Deemed the largest Latino civil rights and advocacy organization in the country, I'm not necessarily sure just what that means. Surely, La Raza has a history of beltway work and probably has a bigger name in the Southern and South West than elsewhere in the United States, but they have little brand recognition or political inroads in Northwestern or Northeastern states. The same, actually, might be said about presidential candidate Bill Richardson, which might speak more to why the Clinton camp hired Yzaguirre than anything else.
The anti-immigrant right has always tried to paint La Raza as an extremist threat to the United States and gone as far as mistaken it for the truly crazy California based newspaper La Voz de Aztlan. And I guess if you are truly anti-immigrant, La Raza could be seen that way, but on policy the agency has been pretty middle of the road and sometimes actually conservative, a legacy of Mr. Yzguirre's term as their president. I mean, La Raza was all goo-goo over Alberto Gonzalez when he was nominated to serve as Attorney General so if you are waiting for them to ask for his resignation (which they should as it would probably give La Raza some stature they sometimes lack) don't hold your breath.
But I digress, by then Yzaguirre had resigned as president. What sticks with me from his tenure, though, is the agency's lack of interest in working with Latino gay advocacy agencies or advocates on LGBT issues. If it wasn't for Martin Ornelas, then CEO of the National Latino LGBT Organization (LLEGO), La Raza would have probably avoided gay issues all together. As it was, they pretty much always passed the buck to LLEGO anyway. So, in some ways, a disappointing pick by Hillary.
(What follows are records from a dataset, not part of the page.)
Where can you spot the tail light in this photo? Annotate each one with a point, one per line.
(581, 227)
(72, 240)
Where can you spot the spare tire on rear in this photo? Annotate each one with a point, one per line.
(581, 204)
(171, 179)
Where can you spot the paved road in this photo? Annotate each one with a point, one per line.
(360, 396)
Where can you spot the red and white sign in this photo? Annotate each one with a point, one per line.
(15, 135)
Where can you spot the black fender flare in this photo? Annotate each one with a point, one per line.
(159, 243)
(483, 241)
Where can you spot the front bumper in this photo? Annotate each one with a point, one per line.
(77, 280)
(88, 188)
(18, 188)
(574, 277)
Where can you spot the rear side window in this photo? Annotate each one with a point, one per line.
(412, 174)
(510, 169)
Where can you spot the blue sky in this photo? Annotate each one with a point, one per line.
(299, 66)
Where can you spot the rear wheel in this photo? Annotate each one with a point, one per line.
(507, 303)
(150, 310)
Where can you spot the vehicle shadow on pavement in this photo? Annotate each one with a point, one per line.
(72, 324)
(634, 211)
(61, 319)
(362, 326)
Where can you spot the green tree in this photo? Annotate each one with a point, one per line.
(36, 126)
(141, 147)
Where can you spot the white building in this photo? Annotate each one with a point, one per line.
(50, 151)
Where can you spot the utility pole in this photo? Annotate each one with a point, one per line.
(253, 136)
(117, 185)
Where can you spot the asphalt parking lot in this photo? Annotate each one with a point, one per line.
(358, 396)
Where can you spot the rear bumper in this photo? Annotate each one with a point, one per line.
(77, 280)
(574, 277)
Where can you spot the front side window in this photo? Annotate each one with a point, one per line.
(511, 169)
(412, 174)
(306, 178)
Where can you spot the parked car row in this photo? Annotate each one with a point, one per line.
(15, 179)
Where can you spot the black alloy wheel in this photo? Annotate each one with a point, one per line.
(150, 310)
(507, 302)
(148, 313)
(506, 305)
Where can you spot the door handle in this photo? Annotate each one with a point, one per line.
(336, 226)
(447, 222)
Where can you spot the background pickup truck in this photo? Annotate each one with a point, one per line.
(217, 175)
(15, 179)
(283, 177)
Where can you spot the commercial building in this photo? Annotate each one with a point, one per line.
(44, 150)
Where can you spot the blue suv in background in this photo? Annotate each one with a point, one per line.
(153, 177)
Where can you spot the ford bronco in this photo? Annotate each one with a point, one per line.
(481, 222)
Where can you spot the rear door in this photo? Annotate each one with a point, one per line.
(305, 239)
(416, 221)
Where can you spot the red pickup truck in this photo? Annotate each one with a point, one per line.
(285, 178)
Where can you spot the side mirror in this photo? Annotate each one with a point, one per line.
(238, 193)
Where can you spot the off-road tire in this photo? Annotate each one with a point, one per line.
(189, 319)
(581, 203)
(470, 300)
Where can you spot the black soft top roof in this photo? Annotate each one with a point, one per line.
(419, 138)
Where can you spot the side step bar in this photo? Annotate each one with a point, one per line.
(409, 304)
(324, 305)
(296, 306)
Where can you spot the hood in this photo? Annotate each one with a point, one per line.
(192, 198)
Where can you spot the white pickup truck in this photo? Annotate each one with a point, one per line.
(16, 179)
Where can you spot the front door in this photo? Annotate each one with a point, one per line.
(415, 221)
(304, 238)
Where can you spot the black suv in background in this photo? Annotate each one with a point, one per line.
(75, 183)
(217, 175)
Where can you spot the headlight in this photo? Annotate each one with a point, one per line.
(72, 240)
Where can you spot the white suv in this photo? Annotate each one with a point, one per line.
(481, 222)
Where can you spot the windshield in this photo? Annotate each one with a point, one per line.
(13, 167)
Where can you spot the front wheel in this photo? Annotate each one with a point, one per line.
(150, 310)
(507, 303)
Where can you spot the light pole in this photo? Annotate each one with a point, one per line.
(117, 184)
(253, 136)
Guiliani's 5 de Mayo comes early this year: In the meantime, at least La Raza has credibility and some legislative muscle on certain issues. The DC-based Latino Coalition, on the other hand, hasn't seen a Latino-pandering politician they don't like (whether it's George "macaca" Allen or the esteemed former Senate Majority Leader Bill Frist, Sr., M.D.) or a press release distribution agency that they won't flood. So when it comes to the Coalition the less said the better?
Except that of all the presidential candidates they have invited to their annual 2-day Small Business Economic Summit in DC, former New York City Mayor Rudy Giuliani is the first to confirm his attendance (he'll make an appearance on May 1st).
Among their stands, the Coalition supported the more draconian immigration bills surging through the nation's legislative bodies last year by lambasting the McCain-Kennedy bill as "polarizing" and criticized New York Senator Hillary Clinton last year for standing her ground in protecting HIV prevention funds for affected communities in the larger urban centers.
Surprisingly the Coalition ended up endorsing Clinton in her Senate re-election bid last year. In the past they have also endorsed IL State Senator Barack Obama. If Guiliani is the only one to show and pander, will he get the nod?